Özellikle mülteci politikaları ve terör örgütleriyle geliştirdiği ilişkiler bağlamında Avrupa Birliğinin kıyasıya eleştirilmesinin Almanya, Fransa, Belçika, Avusturya gibi ülkeleri rahatsız ettiğini ve bu ülkelerde yapılan yayınlarda “tek adamlık” eleştirisi üzerinden Erdoğan’ın itibarsızlaştırılmaya çalışılmasına karşın, Atatürk gibi, İnönü gibi halka kök söktüren isimlerin son derece muteber liderler olarak anıldığına dikkat çeken Alpay, Ak Parti iktidarlarının çevre, çözüm süreci ve yolsuzluklarla mücadele gibi alanlarda kimi haklı eleştirilere imkan tanıyan yanlış politikalarına karşın, Ak Parti karşıtı kampanya yürüten bloğun bu argümanları siyaset kurumunu itibarsızlaştırmak ve vesayet odaklarına alan açmak amacıyla kullandığını ifade etti.

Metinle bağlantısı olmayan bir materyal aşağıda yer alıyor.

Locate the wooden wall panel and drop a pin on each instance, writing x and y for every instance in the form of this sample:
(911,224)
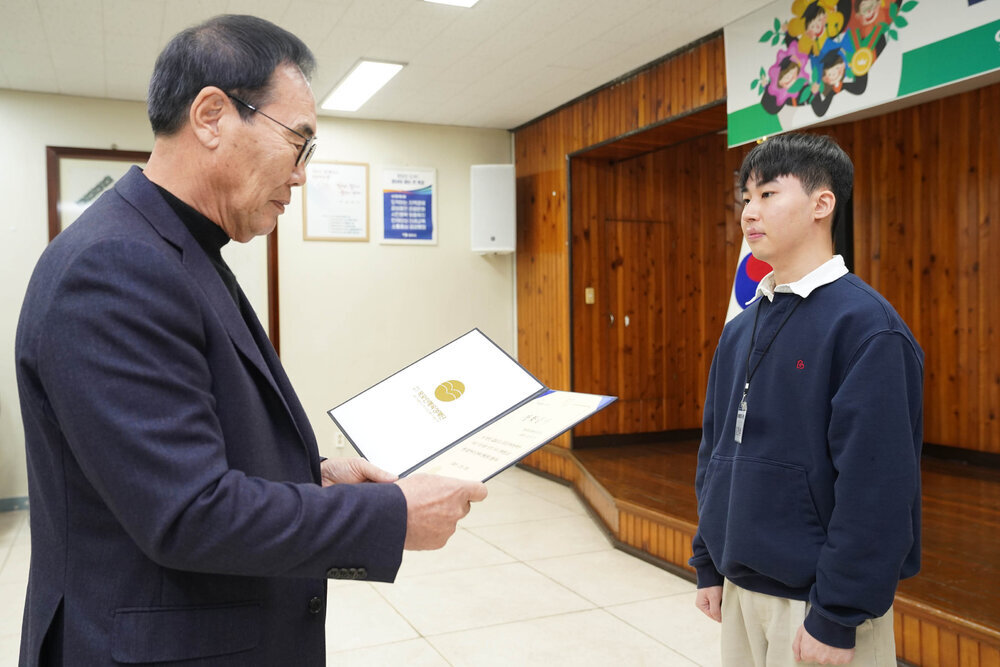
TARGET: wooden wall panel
(668,266)
(541,149)
(926,202)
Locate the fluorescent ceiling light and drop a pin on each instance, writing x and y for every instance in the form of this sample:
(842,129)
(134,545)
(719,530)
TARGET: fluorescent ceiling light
(367,77)
(456,3)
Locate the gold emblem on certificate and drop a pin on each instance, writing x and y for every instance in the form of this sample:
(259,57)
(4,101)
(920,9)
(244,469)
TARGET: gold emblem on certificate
(449,391)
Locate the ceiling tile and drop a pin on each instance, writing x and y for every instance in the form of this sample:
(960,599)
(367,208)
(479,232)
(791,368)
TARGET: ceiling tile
(21,29)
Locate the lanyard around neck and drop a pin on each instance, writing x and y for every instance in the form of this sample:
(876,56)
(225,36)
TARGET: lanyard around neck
(741,412)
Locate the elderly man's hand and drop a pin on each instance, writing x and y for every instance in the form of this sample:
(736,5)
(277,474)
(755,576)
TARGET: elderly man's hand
(434,505)
(353,471)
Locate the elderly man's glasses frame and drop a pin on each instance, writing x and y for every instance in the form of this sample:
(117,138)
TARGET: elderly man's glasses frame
(308,148)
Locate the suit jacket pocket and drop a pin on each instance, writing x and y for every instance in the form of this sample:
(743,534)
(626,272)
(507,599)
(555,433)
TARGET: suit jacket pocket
(163,634)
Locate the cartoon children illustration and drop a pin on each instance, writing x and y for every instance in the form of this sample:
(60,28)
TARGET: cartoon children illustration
(867,32)
(833,82)
(814,22)
(785,80)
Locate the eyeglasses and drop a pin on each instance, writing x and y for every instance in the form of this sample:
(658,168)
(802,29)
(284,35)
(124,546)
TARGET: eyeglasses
(308,148)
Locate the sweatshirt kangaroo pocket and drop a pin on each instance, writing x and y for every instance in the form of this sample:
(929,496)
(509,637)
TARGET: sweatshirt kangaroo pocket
(761,519)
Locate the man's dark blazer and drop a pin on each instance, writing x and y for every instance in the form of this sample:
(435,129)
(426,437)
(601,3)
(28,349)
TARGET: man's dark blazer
(176,508)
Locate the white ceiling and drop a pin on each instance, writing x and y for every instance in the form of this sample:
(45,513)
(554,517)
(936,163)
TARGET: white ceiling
(499,64)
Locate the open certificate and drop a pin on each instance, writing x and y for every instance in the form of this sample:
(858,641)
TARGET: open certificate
(467,410)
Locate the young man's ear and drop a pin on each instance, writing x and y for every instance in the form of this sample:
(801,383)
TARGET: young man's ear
(824,203)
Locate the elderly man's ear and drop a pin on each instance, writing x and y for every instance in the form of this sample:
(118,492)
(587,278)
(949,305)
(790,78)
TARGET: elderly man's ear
(208,110)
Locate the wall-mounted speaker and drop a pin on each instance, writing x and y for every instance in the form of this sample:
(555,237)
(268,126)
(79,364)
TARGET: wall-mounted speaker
(494,208)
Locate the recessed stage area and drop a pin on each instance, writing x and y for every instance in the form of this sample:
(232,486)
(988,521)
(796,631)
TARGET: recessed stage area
(949,614)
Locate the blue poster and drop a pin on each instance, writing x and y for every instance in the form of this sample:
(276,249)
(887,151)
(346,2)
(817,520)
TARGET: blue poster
(408,206)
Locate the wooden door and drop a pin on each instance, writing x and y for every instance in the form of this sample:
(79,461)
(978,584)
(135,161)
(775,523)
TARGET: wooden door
(637,271)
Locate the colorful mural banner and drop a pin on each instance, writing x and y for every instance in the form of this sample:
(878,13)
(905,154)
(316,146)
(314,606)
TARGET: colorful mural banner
(795,63)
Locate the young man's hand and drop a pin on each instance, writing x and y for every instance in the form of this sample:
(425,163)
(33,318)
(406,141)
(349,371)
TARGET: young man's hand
(807,648)
(709,601)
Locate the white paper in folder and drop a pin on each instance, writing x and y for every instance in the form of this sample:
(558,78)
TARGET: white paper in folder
(466,410)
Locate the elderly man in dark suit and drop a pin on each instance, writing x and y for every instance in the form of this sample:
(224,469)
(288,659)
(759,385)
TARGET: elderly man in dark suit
(180,512)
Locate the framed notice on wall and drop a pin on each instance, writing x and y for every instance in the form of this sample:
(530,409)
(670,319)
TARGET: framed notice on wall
(78,176)
(409,202)
(336,202)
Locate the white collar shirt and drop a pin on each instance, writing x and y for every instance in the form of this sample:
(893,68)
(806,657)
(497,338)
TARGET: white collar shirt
(824,274)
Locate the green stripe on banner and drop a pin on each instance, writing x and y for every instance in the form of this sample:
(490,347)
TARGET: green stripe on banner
(751,123)
(966,54)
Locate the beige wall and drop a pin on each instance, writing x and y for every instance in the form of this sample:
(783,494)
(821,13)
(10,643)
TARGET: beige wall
(353,313)
(350,312)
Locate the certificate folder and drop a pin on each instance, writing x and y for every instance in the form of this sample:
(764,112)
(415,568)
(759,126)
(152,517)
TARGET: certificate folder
(467,410)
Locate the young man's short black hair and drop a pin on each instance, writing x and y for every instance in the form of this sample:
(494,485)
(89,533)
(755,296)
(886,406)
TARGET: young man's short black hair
(816,160)
(236,53)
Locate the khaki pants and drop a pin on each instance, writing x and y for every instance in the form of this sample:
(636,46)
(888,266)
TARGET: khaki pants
(758,630)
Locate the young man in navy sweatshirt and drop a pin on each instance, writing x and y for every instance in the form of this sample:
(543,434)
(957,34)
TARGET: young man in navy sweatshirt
(808,478)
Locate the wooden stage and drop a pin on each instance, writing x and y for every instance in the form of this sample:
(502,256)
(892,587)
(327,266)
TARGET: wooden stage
(947,615)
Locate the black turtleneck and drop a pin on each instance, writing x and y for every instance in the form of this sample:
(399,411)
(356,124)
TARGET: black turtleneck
(210,236)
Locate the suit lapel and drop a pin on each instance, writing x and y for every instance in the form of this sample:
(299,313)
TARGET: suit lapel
(144,196)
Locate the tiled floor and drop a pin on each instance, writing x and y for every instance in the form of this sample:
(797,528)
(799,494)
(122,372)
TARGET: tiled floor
(528,579)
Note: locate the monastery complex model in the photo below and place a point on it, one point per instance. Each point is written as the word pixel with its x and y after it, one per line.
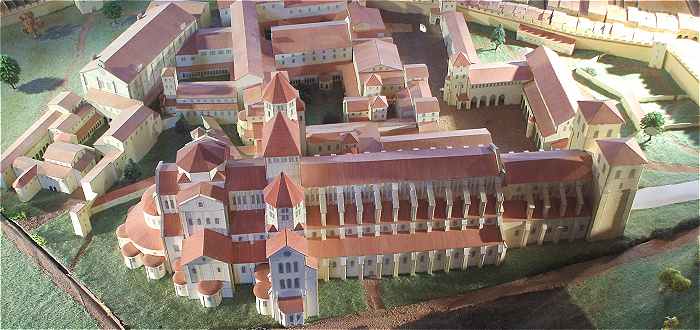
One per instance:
pixel 383 193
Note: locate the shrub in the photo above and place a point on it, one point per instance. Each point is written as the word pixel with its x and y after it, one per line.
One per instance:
pixel 40 240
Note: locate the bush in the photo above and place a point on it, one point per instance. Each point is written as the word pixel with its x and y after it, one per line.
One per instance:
pixel 673 279
pixel 40 240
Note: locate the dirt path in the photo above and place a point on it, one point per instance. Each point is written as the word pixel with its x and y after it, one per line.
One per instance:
pixel 372 295
pixel 657 166
pixel 394 317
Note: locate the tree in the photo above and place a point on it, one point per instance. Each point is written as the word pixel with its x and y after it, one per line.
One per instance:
pixel 112 10
pixel 498 36
pixel 9 71
pixel 673 279
pixel 31 24
pixel 182 126
pixel 653 124
pixel 132 171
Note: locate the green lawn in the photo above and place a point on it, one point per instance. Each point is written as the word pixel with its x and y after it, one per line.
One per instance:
pixel 511 50
pixel 519 263
pixel 628 297
pixel 31 300
pixel 652 178
pixel 643 222
pixel 51 63
pixel 61 241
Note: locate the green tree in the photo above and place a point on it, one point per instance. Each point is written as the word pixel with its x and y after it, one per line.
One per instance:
pixel 132 172
pixel 9 71
pixel 673 279
pixel 653 124
pixel 498 36
pixel 112 10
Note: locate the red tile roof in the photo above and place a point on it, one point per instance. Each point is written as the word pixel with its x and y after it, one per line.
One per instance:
pixel 441 139
pixel 245 174
pixel 202 155
pixel 555 83
pixel 622 151
pixel 301 38
pixel 393 166
pixel 547 166
pixel 278 90
pixel 283 192
pixel 600 112
pixel 203 188
pixel 401 243
pixel 291 305
pixel 486 73
pixel 286 237
pixel 281 137
pixel 376 52
pixel 460 36
pixel 145 39
pixel 207 243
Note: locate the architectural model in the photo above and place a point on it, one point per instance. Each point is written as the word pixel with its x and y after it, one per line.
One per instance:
pixel 384 192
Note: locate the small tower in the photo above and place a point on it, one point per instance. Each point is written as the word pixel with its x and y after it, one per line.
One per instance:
pixel 284 203
pixel 617 166
pixel 280 147
pixel 169 77
pixel 595 120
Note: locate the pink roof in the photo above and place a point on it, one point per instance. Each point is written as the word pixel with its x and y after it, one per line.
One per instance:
pixel 459 35
pixel 128 121
pixel 622 151
pixel 600 112
pixel 547 166
pixel 139 45
pixel 427 105
pixel 499 72
pixel 376 52
pixel 211 38
pixel 300 38
pixel 416 71
pixel 247 50
pixel 393 166
pixel 440 139
pixel 206 89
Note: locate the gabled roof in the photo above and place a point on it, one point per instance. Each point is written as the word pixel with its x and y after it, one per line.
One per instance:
pixel 622 151
pixel 376 52
pixel 281 137
pixel 206 243
pixel 202 188
pixel 278 90
pixel 555 83
pixel 283 192
pixel 600 112
pixel 202 155
pixel 288 238
pixel 378 101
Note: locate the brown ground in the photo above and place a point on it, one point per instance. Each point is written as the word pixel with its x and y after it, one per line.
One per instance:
pixel 406 315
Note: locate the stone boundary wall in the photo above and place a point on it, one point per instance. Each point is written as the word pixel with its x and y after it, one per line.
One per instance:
pixel 629 102
pixel 59 275
pixel 121 195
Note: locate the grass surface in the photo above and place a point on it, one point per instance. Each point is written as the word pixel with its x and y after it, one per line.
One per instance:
pixel 141 303
pixel 511 50
pixel 61 241
pixel 51 63
pixel 652 178
pixel 519 263
pixel 628 297
pixel 31 300
pixel 643 222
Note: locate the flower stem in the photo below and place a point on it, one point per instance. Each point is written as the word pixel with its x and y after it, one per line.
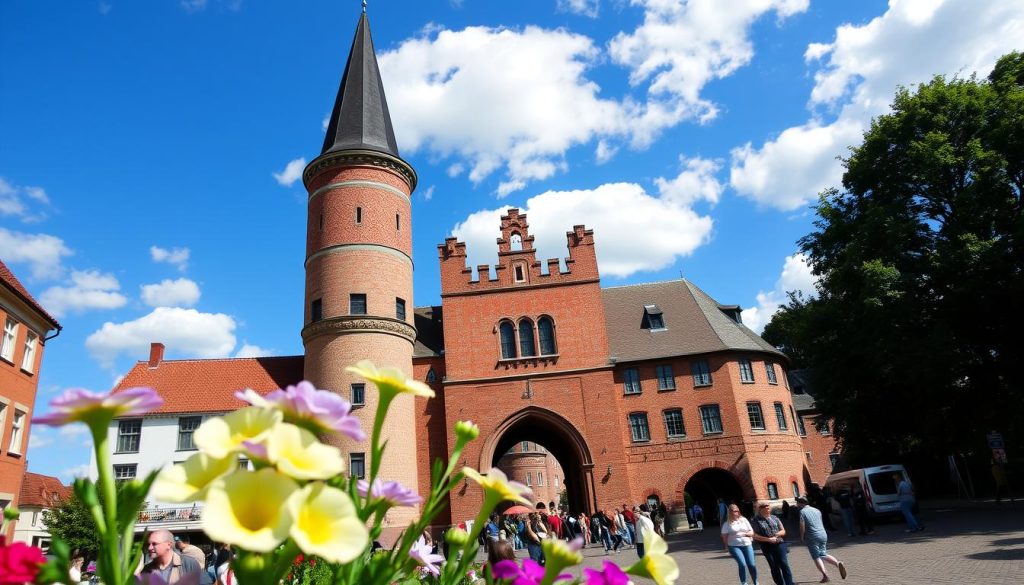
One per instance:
pixel 113 569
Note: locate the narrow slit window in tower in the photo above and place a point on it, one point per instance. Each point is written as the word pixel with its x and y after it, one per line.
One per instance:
pixel 316 310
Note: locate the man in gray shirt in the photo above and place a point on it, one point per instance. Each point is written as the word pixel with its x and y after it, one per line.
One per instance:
pixel 812 532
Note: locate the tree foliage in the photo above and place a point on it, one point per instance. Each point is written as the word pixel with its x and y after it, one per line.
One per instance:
pixel 913 337
pixel 72 523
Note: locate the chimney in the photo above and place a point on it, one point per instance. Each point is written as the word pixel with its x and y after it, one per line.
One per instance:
pixel 156 353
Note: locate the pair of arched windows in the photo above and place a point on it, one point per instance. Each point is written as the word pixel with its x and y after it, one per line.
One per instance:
pixel 520 340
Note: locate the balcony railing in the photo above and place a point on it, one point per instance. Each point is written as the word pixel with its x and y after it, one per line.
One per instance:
pixel 157 515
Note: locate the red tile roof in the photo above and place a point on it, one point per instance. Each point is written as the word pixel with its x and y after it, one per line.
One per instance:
pixel 8 278
pixel 42 491
pixel 209 385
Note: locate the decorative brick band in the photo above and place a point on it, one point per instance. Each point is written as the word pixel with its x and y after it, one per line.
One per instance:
pixel 359 158
pixel 358 324
pixel 365 183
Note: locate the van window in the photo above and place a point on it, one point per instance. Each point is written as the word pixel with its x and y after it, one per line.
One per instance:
pixel 883 484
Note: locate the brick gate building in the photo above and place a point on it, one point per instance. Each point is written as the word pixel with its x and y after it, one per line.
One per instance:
pixel 640 392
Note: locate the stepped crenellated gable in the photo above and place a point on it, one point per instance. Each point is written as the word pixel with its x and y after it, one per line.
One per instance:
pixel 517 264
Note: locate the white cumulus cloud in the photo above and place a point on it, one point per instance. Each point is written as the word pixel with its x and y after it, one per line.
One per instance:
pixel 250 350
pixel 180 292
pixel 41 252
pixel 175 256
pixel 657 231
pixel 185 332
pixel 796 276
pixel 514 101
pixel 292 172
pixel 681 46
pixel 88 290
pixel 18 202
pixel 855 79
pixel 589 8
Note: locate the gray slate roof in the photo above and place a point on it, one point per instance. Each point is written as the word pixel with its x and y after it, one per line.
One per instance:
pixel 429 332
pixel 694 323
pixel 360 119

15 Temmuz direnişi üzerinden nemalanmaya çalışan kemalist, sol, liberal gibi kesimlerin hiçbirinin o gece sokakta olmadığını hatırlatan Alpay, şayet darbeciler için bir “siyasi kanattan” söz edilecekse -“pelikancıların” aksine- bu kesimleri temsil eden CHP ve HDP’nin içerisinde aranması gerektiğini iddia etti. Alpay, buna karşın Devlet Bahçeli’nin duruşunun takdir edilmesi gerektiğini belirtti.

Alpay, söz konusu girişimin amacına ulaşması durumunda olası sonuçları şu şekilde sıraladı.

“Türkiye güneyinden kuşatılacak, NATO’nun uç beyliği olacak, müslümanların kazanımları ellerinden alınacaktı. Suriye halkı, Esed-İşid-PKK üçgeninde preslenecek, Kuzey Irak’ta Barzani karşıtı hamleler hızlanacaktı.”

Darbe girişiminin bertaraf edilmesinin en önemli sonuçlarını ise, ”müslümanların maslahatının korunmasına yönelik önemli bir adım, Irak, Suriye ve Balkanlar’da yaşayan müslümanlar için rahat bir nefes” olarak tanımlayan Alpay, son olarak o gece Şam, İsrail, Sisi, Suriye’de ki İran Askerleri tarafından yapılan sevinç gösterilerine dikkat çekti.

Konferans daha sonra soru-cevap faslı ile sona erdi.